Resources

Investing in Readiness: Growing Early Stage Social Businesses

Building Institutions | Mar, 2013

With social businesses gaining traction in recent years, more funding has become available to them, but many social businesses do not find funding due to lack of a firmly established business model, lack of knowledge on how to fundraise, inability to find like-minded investors, or a lack of investors willing to fund startups. This highlights the need for intermediaries who can bridge the gap between social entrepreneurs and investors. If intermediaries can effectively build the capacity of entrepreneurs to become investment-ready, then the large potential pool of funds that is available for impact investment can be utilized. Dasra’s report, Investing in Readiness: Growing Early-Stage Social Businesses, highlights what makes an early-stage social business investable and identifies the major gaps between entrepreneurs and investors.

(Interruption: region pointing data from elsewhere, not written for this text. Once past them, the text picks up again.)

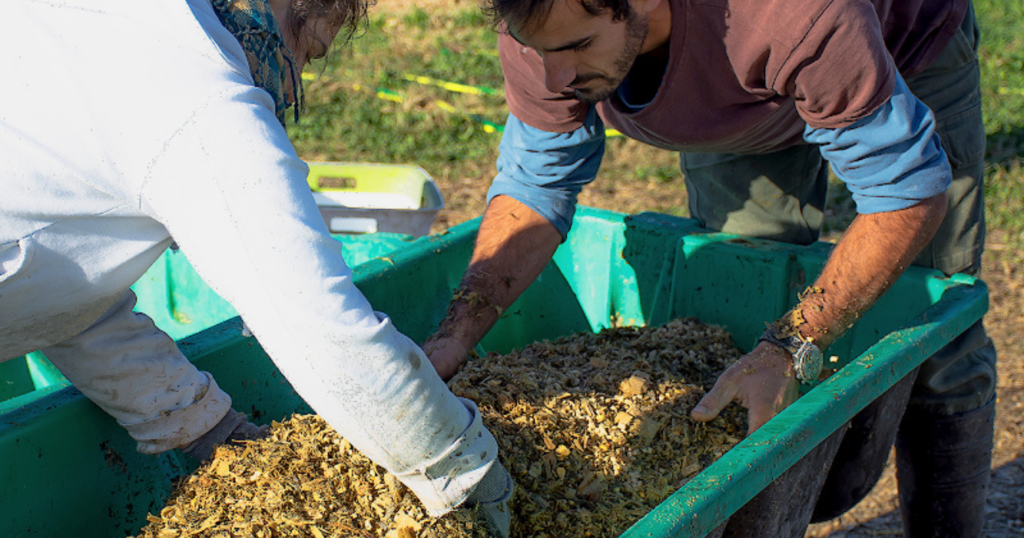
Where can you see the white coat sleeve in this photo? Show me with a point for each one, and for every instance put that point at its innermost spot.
(232, 194)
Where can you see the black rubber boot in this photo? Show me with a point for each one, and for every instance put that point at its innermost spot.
(943, 464)
(864, 452)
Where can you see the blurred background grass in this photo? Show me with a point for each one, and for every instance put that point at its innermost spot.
(363, 106)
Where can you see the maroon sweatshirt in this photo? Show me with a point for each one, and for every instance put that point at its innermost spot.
(747, 76)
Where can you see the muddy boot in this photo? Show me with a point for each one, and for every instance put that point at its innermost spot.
(864, 452)
(491, 499)
(943, 465)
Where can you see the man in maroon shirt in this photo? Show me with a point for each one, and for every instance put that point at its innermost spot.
(758, 95)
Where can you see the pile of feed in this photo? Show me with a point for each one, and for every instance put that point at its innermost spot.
(593, 427)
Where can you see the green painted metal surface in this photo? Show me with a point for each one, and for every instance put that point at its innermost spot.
(56, 452)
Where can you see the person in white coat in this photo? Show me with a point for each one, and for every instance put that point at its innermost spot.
(126, 126)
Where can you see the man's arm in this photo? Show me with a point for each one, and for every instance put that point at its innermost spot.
(893, 163)
(513, 246)
(872, 253)
(529, 212)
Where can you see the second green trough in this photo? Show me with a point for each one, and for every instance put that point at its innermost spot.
(60, 454)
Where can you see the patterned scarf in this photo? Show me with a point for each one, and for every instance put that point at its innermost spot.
(252, 23)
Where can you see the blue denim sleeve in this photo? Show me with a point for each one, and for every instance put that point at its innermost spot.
(545, 171)
(890, 160)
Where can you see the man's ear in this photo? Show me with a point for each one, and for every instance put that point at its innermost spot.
(645, 6)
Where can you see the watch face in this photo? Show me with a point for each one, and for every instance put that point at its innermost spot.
(807, 362)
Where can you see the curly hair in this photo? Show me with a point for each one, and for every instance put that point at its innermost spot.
(523, 13)
(353, 12)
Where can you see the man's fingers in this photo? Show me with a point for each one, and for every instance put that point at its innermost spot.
(714, 402)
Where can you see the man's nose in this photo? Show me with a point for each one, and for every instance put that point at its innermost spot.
(559, 71)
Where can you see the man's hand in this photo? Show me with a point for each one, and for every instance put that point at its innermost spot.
(763, 381)
(446, 354)
(512, 247)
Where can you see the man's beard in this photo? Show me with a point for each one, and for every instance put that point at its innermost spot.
(636, 33)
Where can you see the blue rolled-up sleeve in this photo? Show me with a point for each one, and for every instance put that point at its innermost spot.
(545, 171)
(890, 160)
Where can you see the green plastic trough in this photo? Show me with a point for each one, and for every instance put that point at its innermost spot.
(68, 469)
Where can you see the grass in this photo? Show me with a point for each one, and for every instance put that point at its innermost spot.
(360, 107)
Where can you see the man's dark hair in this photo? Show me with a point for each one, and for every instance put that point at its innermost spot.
(523, 13)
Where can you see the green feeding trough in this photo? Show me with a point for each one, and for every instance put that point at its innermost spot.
(68, 469)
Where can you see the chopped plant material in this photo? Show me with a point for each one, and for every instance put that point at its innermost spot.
(595, 429)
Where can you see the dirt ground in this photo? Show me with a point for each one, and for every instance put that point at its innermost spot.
(879, 513)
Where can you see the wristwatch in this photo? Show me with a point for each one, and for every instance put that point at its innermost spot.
(807, 358)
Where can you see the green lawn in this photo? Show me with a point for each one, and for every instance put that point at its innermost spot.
(365, 105)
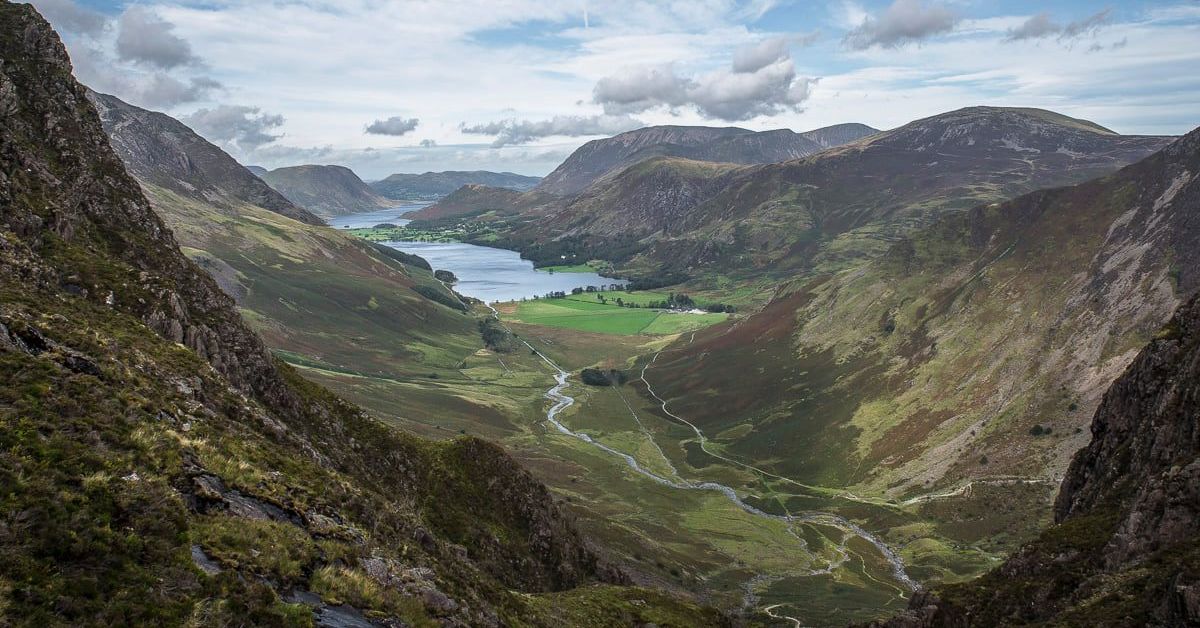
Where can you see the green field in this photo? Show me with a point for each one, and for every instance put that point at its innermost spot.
(583, 315)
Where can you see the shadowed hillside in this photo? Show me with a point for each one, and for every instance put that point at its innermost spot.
(325, 190)
(161, 467)
(975, 348)
(1123, 549)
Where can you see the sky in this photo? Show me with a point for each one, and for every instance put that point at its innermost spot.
(400, 85)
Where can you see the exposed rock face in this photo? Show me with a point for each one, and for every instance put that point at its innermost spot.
(325, 190)
(95, 298)
(1126, 543)
(163, 151)
(784, 215)
(433, 185)
(67, 184)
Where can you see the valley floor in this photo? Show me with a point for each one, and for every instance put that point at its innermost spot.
(667, 501)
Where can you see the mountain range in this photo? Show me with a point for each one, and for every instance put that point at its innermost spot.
(433, 185)
(161, 466)
(936, 328)
(325, 190)
(601, 157)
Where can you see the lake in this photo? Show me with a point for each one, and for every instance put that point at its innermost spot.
(496, 274)
(370, 219)
(484, 273)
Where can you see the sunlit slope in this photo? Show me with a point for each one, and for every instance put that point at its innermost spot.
(322, 298)
(975, 348)
(319, 297)
(827, 210)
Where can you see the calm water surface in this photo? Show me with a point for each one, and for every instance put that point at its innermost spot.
(484, 273)
(370, 219)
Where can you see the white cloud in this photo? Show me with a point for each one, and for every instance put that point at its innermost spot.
(525, 131)
(1041, 27)
(144, 37)
(237, 126)
(901, 23)
(329, 66)
(70, 17)
(393, 126)
(761, 81)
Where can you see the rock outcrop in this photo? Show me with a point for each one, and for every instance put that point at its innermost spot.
(1126, 545)
(161, 466)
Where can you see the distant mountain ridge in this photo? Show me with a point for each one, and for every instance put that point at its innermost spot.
(435, 185)
(600, 157)
(325, 190)
(174, 157)
(791, 213)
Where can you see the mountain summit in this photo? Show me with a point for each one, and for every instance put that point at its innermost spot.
(325, 190)
(600, 157)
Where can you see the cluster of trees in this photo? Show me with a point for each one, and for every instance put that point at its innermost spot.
(402, 257)
(673, 300)
(442, 297)
(496, 336)
(604, 377)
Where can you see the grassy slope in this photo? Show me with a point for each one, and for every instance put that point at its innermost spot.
(606, 318)
(323, 298)
(123, 449)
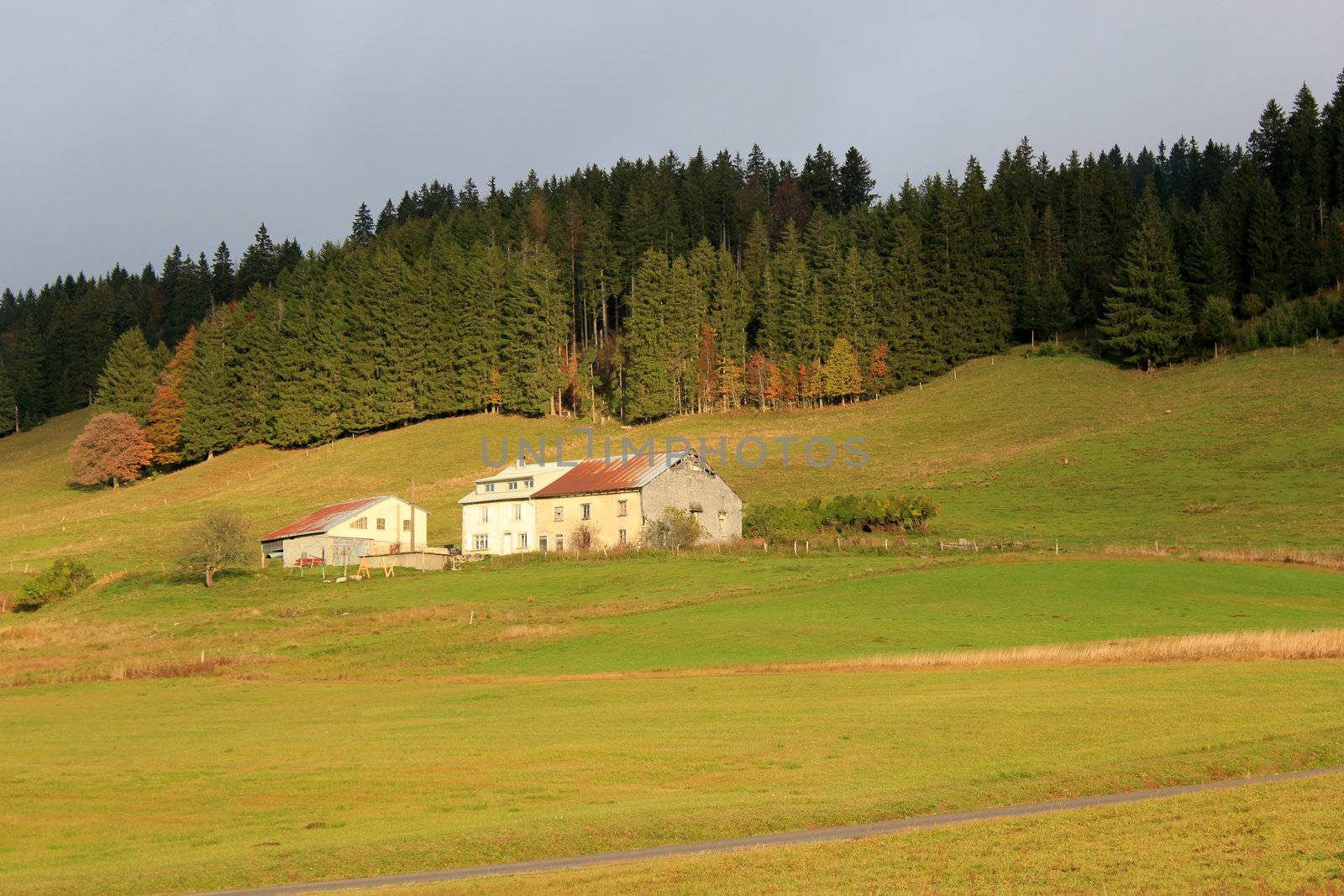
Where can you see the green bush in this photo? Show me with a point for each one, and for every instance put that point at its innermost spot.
(842, 513)
(675, 528)
(60, 580)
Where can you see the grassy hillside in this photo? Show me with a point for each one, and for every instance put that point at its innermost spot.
(160, 738)
(1242, 452)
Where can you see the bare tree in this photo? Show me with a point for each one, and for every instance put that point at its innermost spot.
(215, 543)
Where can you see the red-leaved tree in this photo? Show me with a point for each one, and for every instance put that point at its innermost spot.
(111, 449)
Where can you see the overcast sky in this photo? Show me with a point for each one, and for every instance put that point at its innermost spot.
(132, 127)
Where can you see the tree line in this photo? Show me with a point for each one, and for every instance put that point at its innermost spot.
(663, 286)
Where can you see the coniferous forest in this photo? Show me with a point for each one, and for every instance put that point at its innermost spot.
(664, 286)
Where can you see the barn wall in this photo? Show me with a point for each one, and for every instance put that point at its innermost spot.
(687, 484)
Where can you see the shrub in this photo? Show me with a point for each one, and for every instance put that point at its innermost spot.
(675, 528)
(842, 513)
(60, 580)
(218, 542)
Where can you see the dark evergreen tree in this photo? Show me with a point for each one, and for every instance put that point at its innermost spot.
(1147, 313)
(362, 230)
(857, 181)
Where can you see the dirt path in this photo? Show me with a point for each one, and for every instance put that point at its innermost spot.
(808, 836)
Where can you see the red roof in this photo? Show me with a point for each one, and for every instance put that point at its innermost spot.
(323, 519)
(600, 474)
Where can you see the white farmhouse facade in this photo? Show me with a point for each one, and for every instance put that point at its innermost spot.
(349, 531)
(499, 515)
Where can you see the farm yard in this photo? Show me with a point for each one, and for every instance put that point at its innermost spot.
(163, 738)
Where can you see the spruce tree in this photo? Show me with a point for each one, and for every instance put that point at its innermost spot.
(1148, 315)
(127, 383)
(8, 403)
(1267, 248)
(222, 277)
(857, 181)
(363, 228)
(648, 379)
(165, 410)
(1218, 322)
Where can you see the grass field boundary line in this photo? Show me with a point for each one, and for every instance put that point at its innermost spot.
(780, 839)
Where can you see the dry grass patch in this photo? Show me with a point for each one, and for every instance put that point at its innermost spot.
(1326, 559)
(533, 631)
(1324, 644)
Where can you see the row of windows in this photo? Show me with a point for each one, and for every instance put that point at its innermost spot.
(515, 511)
(380, 523)
(512, 484)
(586, 511)
(483, 542)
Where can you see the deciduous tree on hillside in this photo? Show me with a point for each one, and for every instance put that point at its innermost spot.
(214, 544)
(111, 449)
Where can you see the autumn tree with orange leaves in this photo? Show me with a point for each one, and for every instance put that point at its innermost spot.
(111, 449)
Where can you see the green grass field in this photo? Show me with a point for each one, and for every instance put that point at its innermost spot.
(544, 707)
(161, 786)
(1247, 441)
(1277, 839)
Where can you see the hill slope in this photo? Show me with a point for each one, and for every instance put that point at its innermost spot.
(1242, 452)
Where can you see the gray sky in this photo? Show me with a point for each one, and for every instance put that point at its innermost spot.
(131, 127)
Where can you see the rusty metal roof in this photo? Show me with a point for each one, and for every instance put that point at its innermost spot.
(601, 474)
(326, 517)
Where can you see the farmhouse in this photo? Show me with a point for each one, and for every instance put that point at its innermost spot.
(349, 531)
(606, 503)
(497, 515)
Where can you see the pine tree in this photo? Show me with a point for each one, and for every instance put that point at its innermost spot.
(1267, 253)
(1218, 322)
(260, 265)
(648, 378)
(222, 277)
(207, 422)
(857, 181)
(127, 383)
(1147, 313)
(362, 230)
(8, 403)
(165, 410)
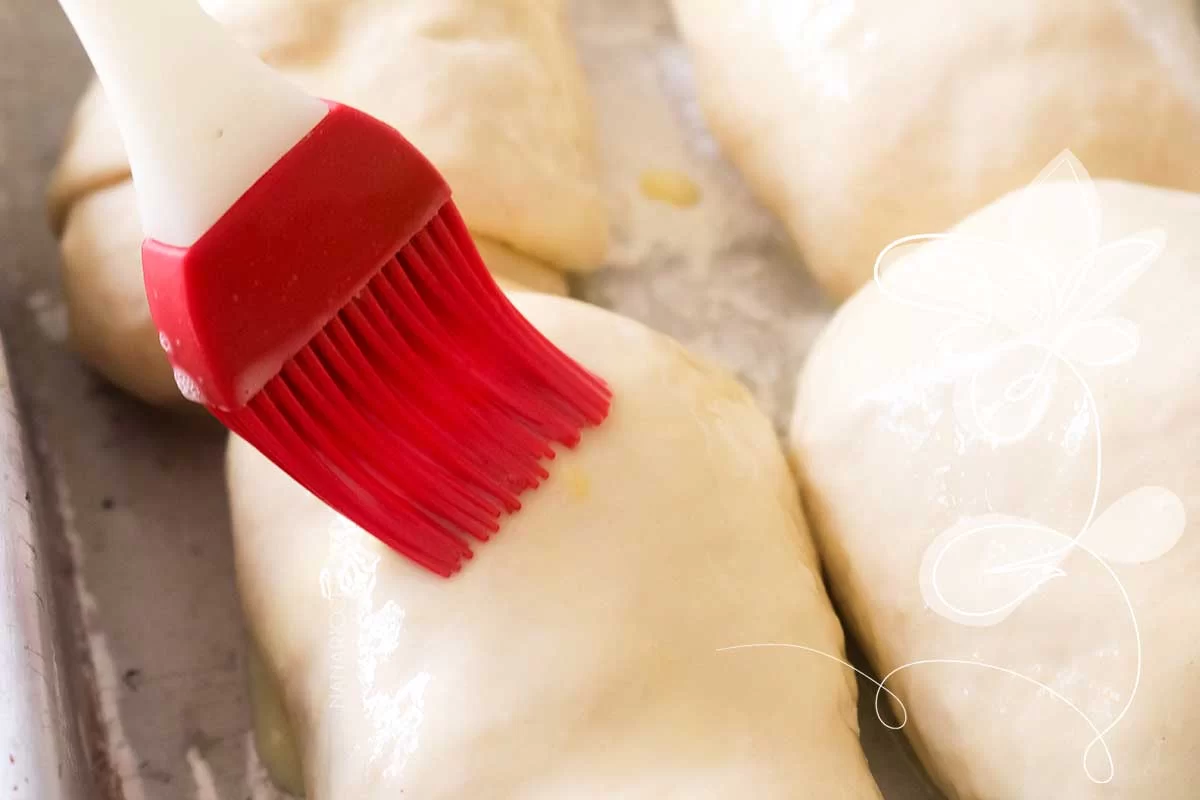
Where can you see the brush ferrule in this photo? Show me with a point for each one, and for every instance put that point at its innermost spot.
(276, 268)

The report makes a few specific recommendations for strengthening early-stage social businesses to make them more investment-ready. For investors, it is important to recognize the capital needs of early-stage entrepreneurs as distinct, and support incubation and accelerator programs that build the capacity of entrepreneurs to pitch their models effectively to investors. For social businesses, it is recommended to share Chief Operating Officer and Chief Financial Officer roles among enterprises at an early stage to mitigate high costs associated with human resources. Other recommendations are to standardize impact measurement through third party audits and to create regulation specific to taxation and access to capital for social enterprises under Section 25 of the Companies Act to avoid confusing governance structures.